Now just have to pass this in as another aggregation primitive for Featuretools to use it in calculations.



Let's add the two custom primitives to the respective lists. In the final version of feature engineering, I did not use the `time_since` primitive. I ran into problems with the implementation but would encourage anyone to try and fix it or build their own custom primitive[s].

In [30]:
agg_primitives.append(total_previous)
trans_primitives.append(time_since)

## Deep Feature Synthesis with Specified Primitives

We'll again run Deep Feature Synthesis to make the feature definitions this time using the selected primitives and the custom primitives. 

In [31]:
feature_defs = ft.dfs(entityset=es, target_entity='train', 
                      # cutoff_time = cutoff_times, 
                      agg_primitives = agg_primitives,
                      trans_primitives = trans_primitives,
                      where_primitives = where_primitives,
                      chunk_size = 100, #len(cutoff_times), 
                      # cutoff_time_in_index = True,
                      max_depth = 2, 
                      features_only = True)
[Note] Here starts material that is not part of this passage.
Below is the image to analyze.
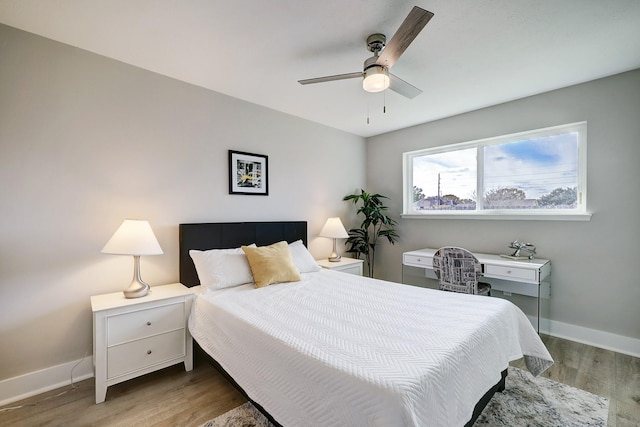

  where_primitives: ['all', 'any', 'mean', 'percent_true', 'sum']
This may be caused by a using a value of max_depth that is too small, not setting interesting values, or it may indicate no compatible variable types for the primitive were found in the data.


In [32]:
print(f'This will generate {len(feature_defs)} features.')

This will generate 452 features.


In [33]:
random.sample(feature_defs, 15)

[<Feature: TIME_SINCE_TRUE(questions.172, timestamp)>,
 <Feature: TIME_SINCE_TRUE(questions.33, timestamp)>,
 <Feature: TIME_SINCE_TRUE(questions.111, timestamp)>,
 <Feature: questions.121>,
 <Feature: TIME_SINCE_TRUE(questions.132, timestamp)>,
 <Feature: lectures.LAST(train.user_id)>,
 <Feature: questions.correct_answer>,
 <Feature: questions.bundle_id>,
 <Feature: questions.124>,
 <Feature: questions.182>,
 <Feature: questions.20>,
 <Feature: questions.NUM_UNIQUE(train.user_id)>,
 <Feature: TIME_SINCE_TRUE(questions.138, timestamp)>,
 <Feature: lectures.part>,
 <Feature: TIME_SINCE_TRUE(questions.119, timestamp)>]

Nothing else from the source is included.